Der weltweite Energieverbrauch steigt ständig. Gerade für das Internet wird für die nächsten Jahrzehnte ein immer höherer Energieverbrauch prognostiziert (und da ist die zu erwartende Effizienzsteigerung schon eingerechnet). Und das Internet wird in Zukunft konkurrieren mit weiteren sehr energiehungrigen Technologien wie Elektroautos oder der Idee, klimaneutral mit Ökostrom zu heizen. Selbst wenn wir es also schaffen würden, den wachsenden Energiebedarf mit immer weiteren neuen Ökostrom-Kraftwerken zu decken (was aus heutiger Sicht ziemlich utopisch ist), würde immer noch genau so viel CO2 emittiert wie heute. Denn erst, wenn fossile Kraftwerke tatsächlich abgeschaltet werden, sinkt der CO2-Ausstoß (Stichwort: Kohleausstieg). Um wirklich CO2 zu sparen, hilft es also überhaupt nichts, neue regenerative Kraftwerke zu bauen, solange die alten nicht abgeschaltet werden!

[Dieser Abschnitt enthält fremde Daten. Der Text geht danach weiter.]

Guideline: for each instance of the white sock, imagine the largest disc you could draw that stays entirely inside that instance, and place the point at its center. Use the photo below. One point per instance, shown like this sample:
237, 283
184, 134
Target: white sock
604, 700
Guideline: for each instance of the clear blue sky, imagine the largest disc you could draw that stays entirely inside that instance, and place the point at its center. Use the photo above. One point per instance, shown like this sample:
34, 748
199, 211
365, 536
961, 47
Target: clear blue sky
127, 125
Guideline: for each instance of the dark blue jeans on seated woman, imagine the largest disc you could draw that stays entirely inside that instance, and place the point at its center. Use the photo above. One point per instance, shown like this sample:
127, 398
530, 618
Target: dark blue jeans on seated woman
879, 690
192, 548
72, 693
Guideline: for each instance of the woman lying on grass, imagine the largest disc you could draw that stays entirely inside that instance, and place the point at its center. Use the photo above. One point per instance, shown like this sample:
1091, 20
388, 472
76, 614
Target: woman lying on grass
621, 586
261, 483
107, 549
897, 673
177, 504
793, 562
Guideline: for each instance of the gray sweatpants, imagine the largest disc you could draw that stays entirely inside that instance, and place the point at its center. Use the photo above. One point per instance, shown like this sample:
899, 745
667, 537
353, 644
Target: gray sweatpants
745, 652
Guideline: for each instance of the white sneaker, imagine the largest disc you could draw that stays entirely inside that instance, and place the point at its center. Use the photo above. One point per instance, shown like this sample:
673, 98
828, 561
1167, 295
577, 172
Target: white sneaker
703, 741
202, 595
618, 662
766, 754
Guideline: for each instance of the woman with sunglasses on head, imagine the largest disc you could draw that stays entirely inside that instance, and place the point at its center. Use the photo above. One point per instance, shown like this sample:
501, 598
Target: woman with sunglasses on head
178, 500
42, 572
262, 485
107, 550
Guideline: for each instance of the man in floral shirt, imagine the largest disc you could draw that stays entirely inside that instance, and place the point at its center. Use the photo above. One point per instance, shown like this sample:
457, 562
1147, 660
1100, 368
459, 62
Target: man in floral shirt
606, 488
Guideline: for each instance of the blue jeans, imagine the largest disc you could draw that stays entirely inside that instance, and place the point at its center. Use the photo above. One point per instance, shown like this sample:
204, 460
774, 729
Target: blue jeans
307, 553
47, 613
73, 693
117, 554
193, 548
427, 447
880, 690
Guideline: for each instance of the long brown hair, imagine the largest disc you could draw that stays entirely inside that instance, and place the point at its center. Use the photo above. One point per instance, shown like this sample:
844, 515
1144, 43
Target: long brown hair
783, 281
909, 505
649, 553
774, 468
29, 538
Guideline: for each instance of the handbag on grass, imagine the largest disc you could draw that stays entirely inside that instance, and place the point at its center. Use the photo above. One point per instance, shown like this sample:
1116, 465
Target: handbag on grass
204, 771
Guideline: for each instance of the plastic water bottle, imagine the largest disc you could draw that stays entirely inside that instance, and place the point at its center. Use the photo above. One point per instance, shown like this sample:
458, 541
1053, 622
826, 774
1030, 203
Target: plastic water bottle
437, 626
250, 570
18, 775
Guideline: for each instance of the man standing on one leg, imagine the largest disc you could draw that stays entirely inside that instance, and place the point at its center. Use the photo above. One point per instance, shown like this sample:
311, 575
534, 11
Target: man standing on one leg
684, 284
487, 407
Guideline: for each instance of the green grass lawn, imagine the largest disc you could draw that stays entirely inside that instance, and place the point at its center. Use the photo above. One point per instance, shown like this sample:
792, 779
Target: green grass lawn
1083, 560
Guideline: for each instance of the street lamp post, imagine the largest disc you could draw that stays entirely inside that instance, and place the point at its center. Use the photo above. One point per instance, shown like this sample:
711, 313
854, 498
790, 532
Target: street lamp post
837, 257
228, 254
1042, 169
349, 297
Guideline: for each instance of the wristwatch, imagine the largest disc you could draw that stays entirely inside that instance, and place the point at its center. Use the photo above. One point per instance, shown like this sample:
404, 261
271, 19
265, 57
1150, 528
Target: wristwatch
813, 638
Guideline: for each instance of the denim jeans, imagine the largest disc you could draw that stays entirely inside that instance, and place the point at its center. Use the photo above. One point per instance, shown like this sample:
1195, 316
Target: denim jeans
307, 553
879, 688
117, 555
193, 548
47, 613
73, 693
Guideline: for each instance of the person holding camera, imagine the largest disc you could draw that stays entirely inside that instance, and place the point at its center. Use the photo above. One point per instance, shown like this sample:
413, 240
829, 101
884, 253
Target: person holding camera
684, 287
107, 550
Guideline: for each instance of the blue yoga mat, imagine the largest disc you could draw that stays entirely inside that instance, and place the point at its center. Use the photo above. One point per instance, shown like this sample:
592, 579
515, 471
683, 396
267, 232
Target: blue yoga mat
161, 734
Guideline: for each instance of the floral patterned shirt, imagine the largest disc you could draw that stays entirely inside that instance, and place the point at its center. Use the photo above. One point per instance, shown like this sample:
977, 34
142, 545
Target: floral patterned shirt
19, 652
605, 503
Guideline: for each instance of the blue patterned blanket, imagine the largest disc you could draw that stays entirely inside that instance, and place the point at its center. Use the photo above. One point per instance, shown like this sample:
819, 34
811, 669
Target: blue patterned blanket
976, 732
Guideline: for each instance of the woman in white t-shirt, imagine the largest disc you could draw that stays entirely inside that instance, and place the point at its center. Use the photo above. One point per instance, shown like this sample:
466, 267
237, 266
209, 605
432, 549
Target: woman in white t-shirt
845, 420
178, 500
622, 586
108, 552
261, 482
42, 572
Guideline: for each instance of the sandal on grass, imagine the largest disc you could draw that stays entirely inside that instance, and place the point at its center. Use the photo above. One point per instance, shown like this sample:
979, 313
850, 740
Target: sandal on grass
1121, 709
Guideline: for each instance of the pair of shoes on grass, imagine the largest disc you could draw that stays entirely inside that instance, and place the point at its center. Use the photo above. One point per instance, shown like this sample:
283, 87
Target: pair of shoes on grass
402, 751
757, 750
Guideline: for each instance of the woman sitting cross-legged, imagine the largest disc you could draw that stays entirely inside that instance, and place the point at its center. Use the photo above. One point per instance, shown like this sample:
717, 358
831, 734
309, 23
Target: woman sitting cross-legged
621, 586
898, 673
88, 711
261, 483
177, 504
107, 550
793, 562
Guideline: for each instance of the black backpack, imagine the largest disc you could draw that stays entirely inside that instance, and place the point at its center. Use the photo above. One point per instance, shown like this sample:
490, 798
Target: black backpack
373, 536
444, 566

Leider gibt es derzeit überhaupt kein realistisches Szenario, wie wir bei dem dramatisch steigenden Strombedarf und relativ geringem Anteil erneuerbarer Energie den CO2-Ausstoß absolut gesehen reduzieren könnten.

Webentwickler for future!

Und hier kommen (auch) wir als Webentwickler ins Spiel: Angenommen, wir würden stärker darauf achten, Websites schlanker zu programmieren, so dass sie beispielsweise im Durchschnitt nur noch halb so viel Datenvolumen benötigen (das wäre nicht mal eine besonders große Herausforderung), würde das den damit verbundenen Stromverbrauch ebenfalls halbieren und die Hälfte der dafür nötigen fossilen Kraftwerke könnte abgeschaltet werden!

Wir sollten die Art, wie wir Websites bauen und auch die Konsumgewohnheiten, die wir damit gefördert haben, sehr kritisch hinterfragen: Websites mit vielen seitenfüllenden Bildern und Bildkarussels sind in gewisser Weise die SUVs des Internets: groß und auffällig um jeden Preis. Aber braucht man das wirklich? Ist das in Zeiten wachsenden Klimabewusstseins noch zeitgemäß? Ich plädiere für „Digitale Suffizienz“. Statt bedenkenlos immer mehr Datenvolumen zu verschleudern, weil das technisch möglich ist, sollten wir in allen Bereichen datensparsamer werden und versuchen, unsere Aufträge mit absolut gesehen immer weniger Datenverkehr zu erfüllen. Das könnte unser Beitrag für die notwendige radikale Reduktion der CO2-Emissionen in allen Bereichen unseres Lebens sein.